As part of efforts to accelerate the diversification of Nigeria’s monolithic economy, Fidelity Bank Plc, one of the nation’s most capitalised financial institutions, Lagos Business School (LBS) and the Nigerian Export Promotion Council (NEPC) has entered into a tripartite agreement aimed at enhancing the export readiness of Micro Small and Medium Enterprises (MSMEs) through a robust capacity building initiative.
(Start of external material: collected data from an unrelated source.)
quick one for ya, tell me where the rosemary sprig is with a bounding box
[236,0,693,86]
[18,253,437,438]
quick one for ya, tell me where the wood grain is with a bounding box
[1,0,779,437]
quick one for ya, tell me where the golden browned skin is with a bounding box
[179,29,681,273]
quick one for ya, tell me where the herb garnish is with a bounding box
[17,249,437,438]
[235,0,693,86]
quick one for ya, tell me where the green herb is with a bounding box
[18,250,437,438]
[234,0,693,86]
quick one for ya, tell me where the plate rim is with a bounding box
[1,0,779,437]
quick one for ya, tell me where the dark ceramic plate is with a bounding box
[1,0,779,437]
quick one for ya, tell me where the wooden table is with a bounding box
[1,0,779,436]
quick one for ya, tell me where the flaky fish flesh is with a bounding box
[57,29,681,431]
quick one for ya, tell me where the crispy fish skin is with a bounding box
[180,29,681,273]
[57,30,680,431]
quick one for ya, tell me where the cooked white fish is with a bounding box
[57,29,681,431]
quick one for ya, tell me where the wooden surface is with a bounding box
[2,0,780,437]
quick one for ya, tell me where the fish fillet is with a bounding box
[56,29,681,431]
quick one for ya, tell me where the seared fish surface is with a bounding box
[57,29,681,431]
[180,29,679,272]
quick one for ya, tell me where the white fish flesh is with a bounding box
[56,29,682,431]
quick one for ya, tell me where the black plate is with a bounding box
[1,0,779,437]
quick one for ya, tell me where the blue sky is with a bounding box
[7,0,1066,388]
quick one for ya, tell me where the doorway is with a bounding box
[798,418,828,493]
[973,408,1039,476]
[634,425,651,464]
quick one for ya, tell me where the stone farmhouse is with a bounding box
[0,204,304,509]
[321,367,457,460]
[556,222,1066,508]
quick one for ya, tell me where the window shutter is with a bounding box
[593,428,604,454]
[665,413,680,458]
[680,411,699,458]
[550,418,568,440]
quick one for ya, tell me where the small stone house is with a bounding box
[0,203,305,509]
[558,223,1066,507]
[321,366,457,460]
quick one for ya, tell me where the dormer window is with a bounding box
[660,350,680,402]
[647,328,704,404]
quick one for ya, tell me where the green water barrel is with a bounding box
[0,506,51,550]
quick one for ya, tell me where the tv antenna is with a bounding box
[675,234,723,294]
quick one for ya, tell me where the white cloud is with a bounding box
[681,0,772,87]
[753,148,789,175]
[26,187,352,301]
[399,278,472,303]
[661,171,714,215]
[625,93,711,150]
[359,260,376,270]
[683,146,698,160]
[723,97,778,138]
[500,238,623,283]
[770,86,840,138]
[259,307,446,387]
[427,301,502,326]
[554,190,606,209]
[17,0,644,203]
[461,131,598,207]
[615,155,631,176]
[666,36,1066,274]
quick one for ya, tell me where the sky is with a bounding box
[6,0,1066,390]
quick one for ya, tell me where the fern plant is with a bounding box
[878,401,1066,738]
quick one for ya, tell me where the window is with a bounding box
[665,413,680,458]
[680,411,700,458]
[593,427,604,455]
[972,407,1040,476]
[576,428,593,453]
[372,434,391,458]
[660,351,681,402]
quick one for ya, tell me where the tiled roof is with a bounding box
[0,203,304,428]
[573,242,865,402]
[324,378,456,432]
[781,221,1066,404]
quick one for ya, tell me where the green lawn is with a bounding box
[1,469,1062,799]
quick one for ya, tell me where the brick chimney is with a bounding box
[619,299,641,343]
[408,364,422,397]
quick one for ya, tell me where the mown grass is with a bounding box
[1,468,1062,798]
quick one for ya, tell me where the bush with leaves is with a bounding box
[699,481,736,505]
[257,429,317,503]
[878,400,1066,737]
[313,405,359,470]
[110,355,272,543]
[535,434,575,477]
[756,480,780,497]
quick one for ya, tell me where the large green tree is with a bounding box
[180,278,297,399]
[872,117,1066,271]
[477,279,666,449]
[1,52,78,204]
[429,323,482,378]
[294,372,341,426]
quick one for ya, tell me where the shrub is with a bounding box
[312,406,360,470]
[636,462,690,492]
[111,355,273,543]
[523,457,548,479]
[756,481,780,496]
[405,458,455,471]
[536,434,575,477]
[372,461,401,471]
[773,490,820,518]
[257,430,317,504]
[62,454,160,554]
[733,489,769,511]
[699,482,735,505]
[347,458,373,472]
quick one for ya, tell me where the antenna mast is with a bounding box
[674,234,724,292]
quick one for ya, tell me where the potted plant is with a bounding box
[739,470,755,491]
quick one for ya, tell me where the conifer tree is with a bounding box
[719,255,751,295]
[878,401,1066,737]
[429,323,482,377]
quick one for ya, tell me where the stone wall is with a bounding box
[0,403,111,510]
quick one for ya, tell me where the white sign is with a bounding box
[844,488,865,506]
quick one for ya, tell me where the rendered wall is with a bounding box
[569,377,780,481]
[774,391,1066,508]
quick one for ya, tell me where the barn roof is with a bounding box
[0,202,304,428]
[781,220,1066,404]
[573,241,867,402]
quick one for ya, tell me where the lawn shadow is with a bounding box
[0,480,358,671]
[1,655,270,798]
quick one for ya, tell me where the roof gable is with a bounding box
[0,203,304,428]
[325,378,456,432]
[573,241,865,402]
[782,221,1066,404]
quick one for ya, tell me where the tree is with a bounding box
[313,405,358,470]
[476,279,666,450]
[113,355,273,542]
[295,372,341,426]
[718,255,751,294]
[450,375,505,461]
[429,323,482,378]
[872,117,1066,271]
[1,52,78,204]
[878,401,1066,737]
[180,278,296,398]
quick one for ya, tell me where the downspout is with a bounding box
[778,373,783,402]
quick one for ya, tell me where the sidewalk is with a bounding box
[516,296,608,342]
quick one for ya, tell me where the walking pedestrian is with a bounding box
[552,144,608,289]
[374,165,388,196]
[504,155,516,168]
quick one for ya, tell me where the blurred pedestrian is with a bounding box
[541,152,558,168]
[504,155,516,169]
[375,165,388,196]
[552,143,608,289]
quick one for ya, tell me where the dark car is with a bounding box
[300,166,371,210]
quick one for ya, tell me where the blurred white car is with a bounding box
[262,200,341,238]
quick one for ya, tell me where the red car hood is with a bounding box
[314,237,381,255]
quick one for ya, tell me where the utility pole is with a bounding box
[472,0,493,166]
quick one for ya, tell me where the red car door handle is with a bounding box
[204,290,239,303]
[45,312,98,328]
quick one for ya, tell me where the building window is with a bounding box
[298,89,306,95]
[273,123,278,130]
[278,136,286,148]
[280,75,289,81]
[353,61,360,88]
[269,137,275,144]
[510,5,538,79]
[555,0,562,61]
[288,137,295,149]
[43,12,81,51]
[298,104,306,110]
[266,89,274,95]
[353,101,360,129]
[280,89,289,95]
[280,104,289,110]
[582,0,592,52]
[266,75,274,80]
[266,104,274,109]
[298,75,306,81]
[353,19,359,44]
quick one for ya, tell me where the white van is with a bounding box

Dubbed Export Management Programme (EMP), this laudable initiative is designed specifically to provide impactful, world-class training needed to improve the competitiveness of Nigerian enterprises, particular export-oriented businesses in global markets.
Speaking during the press briefing heralding the signing of the tripartite agreement in Lagos on Tuesday, Managing Director/Chief Executive Officer, Fidelity Bank Plc, Nnamdi Okonkwo said the pact was significant in view of the prevalent economic downturn triggered off by the steep decline in global oil prices and ensuing capital controls by the apex bank. Okonkwo, who was also a guest speaker at the Fidelity SME Forum, a weekly radio talk-show programme sponsored by the Bank stated, “Long before the global oil price debacle, we had seen the need for the diversification of the Nigerian economy and the opportunities it portend for many MSMEs. To that end, we had renewed our focus on the MSME segment”.
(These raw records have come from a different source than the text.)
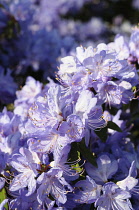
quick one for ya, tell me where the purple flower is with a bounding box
[74,176,101,204]
[37,169,73,205]
[85,155,118,184]
[108,35,129,60]
[8,0,35,21]
[95,182,132,210]
[0,67,17,104]
[28,84,67,130]
[59,44,123,84]
[15,76,42,104]
[9,147,40,196]
[75,90,106,130]
[0,199,8,210]
[34,0,89,29]
[0,108,20,137]
[27,128,72,157]
[0,177,5,190]
[117,161,139,195]
[117,63,139,86]
[9,189,46,210]
[0,107,22,156]
[0,132,21,156]
[14,76,42,120]
[52,144,80,181]
[129,28,139,63]
[59,114,84,141]
[0,151,6,174]
[95,80,133,106]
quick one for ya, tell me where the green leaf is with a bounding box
[108,106,118,116]
[95,126,108,142]
[0,188,8,210]
[107,121,122,132]
[6,103,14,112]
[130,99,139,115]
[95,121,122,142]
[68,142,80,162]
[77,139,97,167]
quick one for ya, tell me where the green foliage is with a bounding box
[0,188,8,210]
[107,121,122,132]
[95,121,122,142]
[130,99,139,115]
[77,139,97,167]
[95,126,108,142]
[6,103,14,112]
[68,142,80,162]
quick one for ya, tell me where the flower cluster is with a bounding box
[0,36,139,209]
[0,1,139,210]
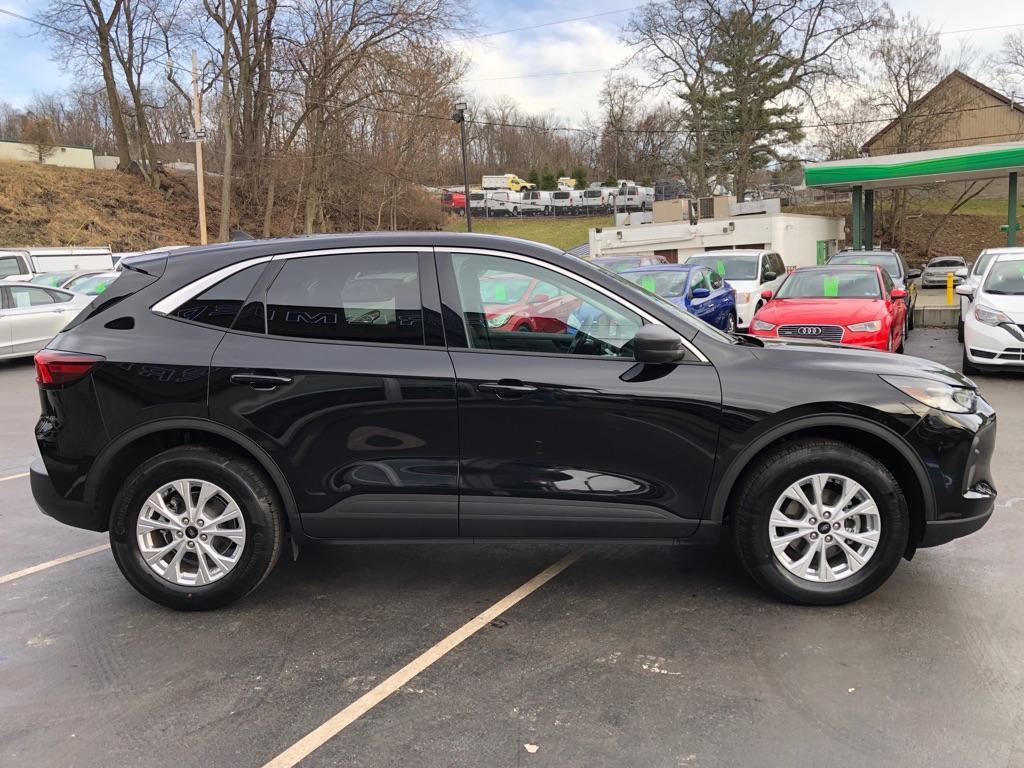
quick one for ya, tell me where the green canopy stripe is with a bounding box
[805,145,1024,187]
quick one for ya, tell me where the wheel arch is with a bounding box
[84,418,301,536]
[709,415,934,550]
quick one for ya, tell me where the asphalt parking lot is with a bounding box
[2,329,1023,768]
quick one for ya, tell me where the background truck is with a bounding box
[0,247,114,281]
[481,174,536,191]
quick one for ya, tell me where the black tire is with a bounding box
[962,349,982,376]
[907,302,915,330]
[725,312,737,333]
[515,323,531,332]
[957,317,964,343]
[109,446,284,610]
[732,439,909,605]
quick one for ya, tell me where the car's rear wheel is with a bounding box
[109,446,283,610]
[725,312,737,333]
[732,439,909,605]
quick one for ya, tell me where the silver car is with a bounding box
[1,283,92,360]
[921,256,967,288]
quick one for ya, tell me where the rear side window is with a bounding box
[45,289,73,303]
[9,285,55,307]
[265,253,423,345]
[173,263,266,329]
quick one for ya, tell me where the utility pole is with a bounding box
[191,49,208,245]
[452,101,472,232]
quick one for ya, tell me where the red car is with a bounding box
[748,264,908,352]
[480,273,581,332]
[442,189,466,215]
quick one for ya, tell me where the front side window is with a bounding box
[689,269,712,295]
[0,256,25,278]
[709,270,724,290]
[173,263,266,329]
[9,285,56,307]
[266,253,423,345]
[452,253,642,358]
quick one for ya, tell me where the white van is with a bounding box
[520,190,554,215]
[579,188,609,214]
[484,190,522,217]
[0,247,114,281]
[550,190,583,215]
[609,184,655,212]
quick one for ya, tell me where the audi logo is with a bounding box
[797,327,823,336]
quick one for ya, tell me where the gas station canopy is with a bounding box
[804,141,1024,191]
The Fidelity boss said the lender has earmarked a N30 billion financing line for Nigerian MSMEs engaged in exports. As further proof of the financial institution’s unwavering commitment to the growth and expansion of the economy, Okonkwo disclosed that the lender is collaborating with NEPC and LBS to establish the Export Leadership Institute (ELI), the platform under which the EMP, a flagship export capacity development programme will run. Commenting on the rationale behind setting up the programme, Okonkwo explained that apart from credit, qualitative training and education is critical to MSMEs ability to compete favorably in the international markets.
“Our choice of LBS as strategic partners in this project is deliberate as the institution is the undisputed centre of excellence for enterprise development in Nigeria. Our choice of NEPC as a partner to this initiative is informed by the overarching role it plays in export promotion in Nigeria”, he explained.
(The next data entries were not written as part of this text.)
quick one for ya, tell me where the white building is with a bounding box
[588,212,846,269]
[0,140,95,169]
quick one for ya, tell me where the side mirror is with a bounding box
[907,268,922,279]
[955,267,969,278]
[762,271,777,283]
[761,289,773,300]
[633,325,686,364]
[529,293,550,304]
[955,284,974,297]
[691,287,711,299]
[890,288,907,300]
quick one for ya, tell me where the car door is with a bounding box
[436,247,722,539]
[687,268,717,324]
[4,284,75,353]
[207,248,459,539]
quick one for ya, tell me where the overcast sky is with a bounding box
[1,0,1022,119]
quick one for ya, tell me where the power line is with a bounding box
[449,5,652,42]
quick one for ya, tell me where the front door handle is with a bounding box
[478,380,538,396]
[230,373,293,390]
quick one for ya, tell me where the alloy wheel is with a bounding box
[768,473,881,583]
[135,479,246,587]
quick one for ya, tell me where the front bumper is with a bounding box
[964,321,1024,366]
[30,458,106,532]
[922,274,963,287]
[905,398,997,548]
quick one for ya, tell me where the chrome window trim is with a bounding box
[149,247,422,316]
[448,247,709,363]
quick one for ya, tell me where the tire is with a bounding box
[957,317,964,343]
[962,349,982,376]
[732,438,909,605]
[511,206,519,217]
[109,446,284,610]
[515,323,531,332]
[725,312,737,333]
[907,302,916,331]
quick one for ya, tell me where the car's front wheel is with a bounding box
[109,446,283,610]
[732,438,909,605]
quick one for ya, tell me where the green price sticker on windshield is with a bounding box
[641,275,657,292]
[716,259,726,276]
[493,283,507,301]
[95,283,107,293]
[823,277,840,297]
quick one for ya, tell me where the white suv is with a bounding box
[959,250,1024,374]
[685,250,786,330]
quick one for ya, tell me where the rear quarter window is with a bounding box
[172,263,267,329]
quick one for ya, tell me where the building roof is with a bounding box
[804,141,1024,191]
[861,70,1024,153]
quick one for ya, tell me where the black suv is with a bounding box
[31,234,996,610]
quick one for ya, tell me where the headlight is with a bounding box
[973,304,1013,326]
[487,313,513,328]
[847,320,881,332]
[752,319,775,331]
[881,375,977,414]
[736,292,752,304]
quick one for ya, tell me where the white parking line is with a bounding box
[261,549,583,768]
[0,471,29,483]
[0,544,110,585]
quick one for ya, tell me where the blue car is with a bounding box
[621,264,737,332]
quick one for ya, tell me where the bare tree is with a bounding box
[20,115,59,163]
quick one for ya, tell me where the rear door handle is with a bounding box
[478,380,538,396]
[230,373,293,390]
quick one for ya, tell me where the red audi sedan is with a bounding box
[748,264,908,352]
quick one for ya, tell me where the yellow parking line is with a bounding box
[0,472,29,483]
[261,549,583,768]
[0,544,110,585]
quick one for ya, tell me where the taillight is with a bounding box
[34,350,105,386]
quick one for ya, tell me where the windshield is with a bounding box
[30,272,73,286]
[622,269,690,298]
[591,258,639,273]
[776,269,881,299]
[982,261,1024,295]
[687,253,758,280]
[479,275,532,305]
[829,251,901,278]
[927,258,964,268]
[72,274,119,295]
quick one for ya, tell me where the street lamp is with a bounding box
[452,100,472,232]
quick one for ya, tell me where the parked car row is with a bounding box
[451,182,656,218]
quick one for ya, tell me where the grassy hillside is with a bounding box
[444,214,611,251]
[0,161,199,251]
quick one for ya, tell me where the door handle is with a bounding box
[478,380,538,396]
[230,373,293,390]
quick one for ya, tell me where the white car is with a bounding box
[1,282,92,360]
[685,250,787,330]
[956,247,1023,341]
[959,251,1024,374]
Speaking in the same vein, Chief Executive Officer, NEPC, Segun Awolowo, pointed out that increasing Nigeria’s non-oil exports offers the best possible route to inclusive growth. According to him, Nigeria’s export progress and potentials are phenomenal. “Over $300 million was generated from cashew exports in 2015 alone. We have so many products to offer but we need to scale up production and capacity”, Awolowo added.
The NEPC boss, however emphasised the importance of training as a way of boosting exports, noting that Australia had improved the number of exporters from 4,000 to 50,000 in one month with a similar kind of training. On his own part, the Dean of the LBS, Dr Enase Okonedo, who was represented by Dr. Frank Ojadi, said that the ELI programme will be in two parts, one for established exporters and another for fresh and intending exporters. Meanwhile, Okonkwo said that the bank has so far disbursed N2 billion to 120 customers as part of the Central Bank of Nigeria’s N220 billion MSME Development Fund.